Vous étiez présente au Salon de l’agriculture. Quelle est votre opinion quant aux critiques face à des traités de libre-échange comme le Mercosur ?  

Le sujet du Mercosur est un sujet épineux, qui revient souvent lorsque l’on parle de la relation France-Amérique du Sud. Cela fait 20 ans que ce traité est en négociation, de manière relativement peu transparente. La copie remise en 2019 n’était pas acceptable par la France parce qu'elle n'intégrait pas un certain nombre de normes environnementales, mais aussi parce qu'elle avait créé une situation de concurrence déloyale en permettant l'importation de produits qui auraient été produits selon des normes sanitaires et écologiques tout à fait différentes des nôtres. Dans ce sens, il y a un alignement entre la parole du Président de la République et sa position assez minoritaire en 2019, et les demandes des agriculteurs aujourd'hui. 

Le risque est que nous nous arrêtions là et que l’on ne voit pas l'absolue nécessité de conclure un partenariat stratégique et une coopération renforcée avec les pays du Mercosur. Ce traité entre l'Union européenne et le Mercosur partait sur une base obsolète mais j’ai l'espoir que nous puissions le transformer avec une vraie vision environnementale et des négociations plus audacieuses. Le traité tel qu’il nous a été imposé par la Commission européenne ne sera pas ratifié par les différents parlements. Nous devons en revanche maintenir l’essence de ce partenariat renforcé en le découpant en différentes parties pour s’assurer que nous avons bien un respect des accords de Paris. L’Europe n’a d’ailleurs pas le monopole sur les réglementations environnementales vertueuses. Nous devons apprendre à co-construire avec les pays du Mercosur. 

 

Eleonore Caroit et Stéphane Sejourné
Eleonore Caroit et le ministre de l'Europe et des Affaires étrangères, Stéphane Sejourné, en Argentine. 

 

Vous travaillez beaucoup sur la question de l'alimentation durable. Est-ce que vous êtes justement inspirée par les pays de votre circonscription ?  

Il est important de regarder, comme vous le dites à très juste titre, ce qui se passe ailleurs. Ma circonscription est immense et riche de projets inspirants. Par exemple, je me suis rendue dans plusieurs projets d'agroforesterie en Amazonie où la forêt intégrait également des zones d’élevage. Même si les conditions sont différentes, il est intéressant pour nos chercheurs, les ONG ou encore l’AFD de s’interroger sur ces questions. 

Quant au sujet de l'alimentation durable, je suis en train de finaliser une mission dans le cadre de la Commission des Affaires étrangères avec mon collègue Guillaume Garot.

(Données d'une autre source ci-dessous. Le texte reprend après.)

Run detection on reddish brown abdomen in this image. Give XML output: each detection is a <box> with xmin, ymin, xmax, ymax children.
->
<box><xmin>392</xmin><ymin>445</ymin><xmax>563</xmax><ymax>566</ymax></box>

Nous voulons voir quels ont été les choix en matière agricole et commerciale et s'il est aujourd'hui possible de revenir en arrière. Nos agriculteurs ont souvent raison lorsqu’ils disent que nous marchons sur la tête. La question est de savoir comment nous pouvons inverser ces choix et trouver des équilibres, pas seulement en France et en Europe mais aussi au niveau international. 

 

La constitutionnalisation de la liberté de recourir à l'interruption volontaire de grossesse doit être un modèle à travers le monde

 

La France vient d’inscrire l’IVG dans la constitution, en quoi cette décision historique peut-elle également influencer le reste du monde ?

Je l’espère et j’ai fait un appel pour que d’autres parlements se saisissent de cette question et avancent vers la constitutionnalisation de l’IVG. Si je ne parle que de ma circonscription, nous avons une grande majorité de pays qui aujourd'hui l’interdisent ou ne donnent pas aux femmes la liberté de recourir à l'interruption volontaire de grossesse de manière libre, c’est-à-dire qu’elle reste conditionnée. 

D'autres pays plus minoritaires ont réussi à obtenir ces droits dans les dernières années. Le Mexique a pénalisé l'interdiction de recourir à l’IVG, depuis quelques années. La Colombie et l’Argentine l’ont autorisé, même si les propos inadmissibles de Javier Milei font craindre un retournement de la situation comme dans les Etats-Unis  de Donald Trump. La France, elle, a fait un pas symbolique mais aussi réel. La constitutionnalisation de la liberté de recourir à l'interruption volontaire de grossesse doit être un modèle à travers le monde.